Se una madre va a riprendersi il figlio che le è stato portato via, è sequestro di persona? Rapimento? Sì, secondo la giustizia. La mamma in questione ha 20 anni, è nomade, di origine siciliana, ha “vari precedenti di polizia e nessun lavoro” (La Repubblica, 22 dicembre). Vive a Chiaravalle (Ascoli Piceno) in un ambiente “inadatto alla crescita di un minore”. Il padre del bambino, precisa il dispaccio Ansa, è sconosciuto. Così il Tribunale minorile di Ancona lo scorso settembre toglie Michele (3 anni) alla mamma “per incapacità educativa” e lo affida a una comunità di accoglienza.
Secondo le scarne cronache (niente titoloni, niente intercettazioni) la giovane madre, M.A., non si dà pace e cerca il bambino. Fino a che lo individua a Castignano, presso la “Casa di Gigi”, che ospita minori in difficoltà. M.A. si trasferisce nel paese, insieme con il fratello e il “convivente” (se la donna fosse stata una studentessa avrebbero scritto “insieme con il suo ragazzo”) e comincia a fare domande in giro. I carabinieri li notano subito: foglio di via per tutti e tre.
Così nasce la decisione del blitz.
I tre, calzamaglia sul volto e coltello alla mano, fanno irruzione nella casa famiglia e M.A si riprende suo figlio. Nel giro di otto ore vengono riacciuffati. La mamma e il bambino erano nascosti, abbracciati, nel box della doccia della casa che li ospitava. Ora M.A. è in carcere, come il compagno e il fratello, e Michele in un’altra casa-famiglia. Sicuramente il Tribunale ha agito per il bene del bambino, scrive Donatella Papi sul suo “Diario Rom” ( donapapi.wordpress.com), ma bisogna ricordare che “le mamme nomadi sono povere: povere di mezzi, di informazioni, di regole, di cure”. “Sono persone da tanto tempo esiliate dalla civiltà” e con loro occorre “un lavoro profondo”. Ma nessuno, pare, ha tempo e voglia di farlo. Quindi? Tutto il potere ai tribunali.
Doina Matei non è nomade. E’ romena, ha 22 anni e faceva la prostituta. Ha ucciso Vanessa durante un litigio nella metropolitana di Roma.
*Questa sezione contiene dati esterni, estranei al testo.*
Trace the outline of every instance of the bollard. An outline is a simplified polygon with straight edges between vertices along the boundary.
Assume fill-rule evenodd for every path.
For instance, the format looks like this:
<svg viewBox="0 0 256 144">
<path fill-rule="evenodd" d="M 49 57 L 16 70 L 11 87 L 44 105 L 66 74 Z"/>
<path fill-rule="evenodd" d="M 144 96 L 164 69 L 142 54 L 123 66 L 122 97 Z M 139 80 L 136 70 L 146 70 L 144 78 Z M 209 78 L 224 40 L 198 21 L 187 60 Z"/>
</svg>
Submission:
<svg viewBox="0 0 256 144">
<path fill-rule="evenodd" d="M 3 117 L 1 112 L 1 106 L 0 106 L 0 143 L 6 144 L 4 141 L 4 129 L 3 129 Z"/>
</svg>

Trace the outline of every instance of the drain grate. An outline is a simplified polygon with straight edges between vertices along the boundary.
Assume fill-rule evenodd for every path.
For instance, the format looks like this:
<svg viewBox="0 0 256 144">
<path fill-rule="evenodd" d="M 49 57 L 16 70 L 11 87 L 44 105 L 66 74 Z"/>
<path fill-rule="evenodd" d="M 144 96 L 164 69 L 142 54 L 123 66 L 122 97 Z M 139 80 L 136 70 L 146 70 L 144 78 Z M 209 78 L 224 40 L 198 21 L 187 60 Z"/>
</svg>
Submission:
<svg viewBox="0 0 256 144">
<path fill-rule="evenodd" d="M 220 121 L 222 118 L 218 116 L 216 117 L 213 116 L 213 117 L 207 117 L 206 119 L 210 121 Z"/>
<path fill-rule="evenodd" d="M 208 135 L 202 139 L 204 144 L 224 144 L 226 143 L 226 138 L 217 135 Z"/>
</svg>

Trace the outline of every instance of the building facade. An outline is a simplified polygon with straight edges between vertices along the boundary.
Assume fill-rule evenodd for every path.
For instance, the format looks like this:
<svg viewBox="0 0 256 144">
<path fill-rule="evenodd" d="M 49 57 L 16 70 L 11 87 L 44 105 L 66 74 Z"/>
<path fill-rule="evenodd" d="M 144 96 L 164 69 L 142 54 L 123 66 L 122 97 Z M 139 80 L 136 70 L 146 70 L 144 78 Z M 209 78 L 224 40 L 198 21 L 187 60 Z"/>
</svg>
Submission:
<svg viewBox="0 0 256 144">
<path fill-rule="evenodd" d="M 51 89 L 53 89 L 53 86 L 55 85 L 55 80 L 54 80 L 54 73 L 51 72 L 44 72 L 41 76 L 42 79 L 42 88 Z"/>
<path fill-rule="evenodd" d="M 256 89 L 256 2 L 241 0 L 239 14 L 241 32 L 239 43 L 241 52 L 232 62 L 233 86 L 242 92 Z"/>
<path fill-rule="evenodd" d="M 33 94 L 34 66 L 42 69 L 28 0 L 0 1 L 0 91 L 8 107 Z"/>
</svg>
Un colpo di ombrello che per sciaguratissimo accidente colpisce nell’occhio la vittima. Era aprile dell’anno scorso. Condannata in primo grado a 15, in appello a 16 anni, anche se i giudici riconoscono che l’omicidio è stato “preterintenzionale”, il 19 dicembre scorso ha scritto al Presidente della Repubblica. ”Datemi una possibilità, signor Napolitano… Aiutatemi, i miei bambini hanno bisogno di me” (Corriere della sera, 20 dicembre). Doina infatti ha due figli, di 7 e 6 anni e vorrebbe andare in una casa famiglia con loro. Che cosa le risponderà la “giustizia”?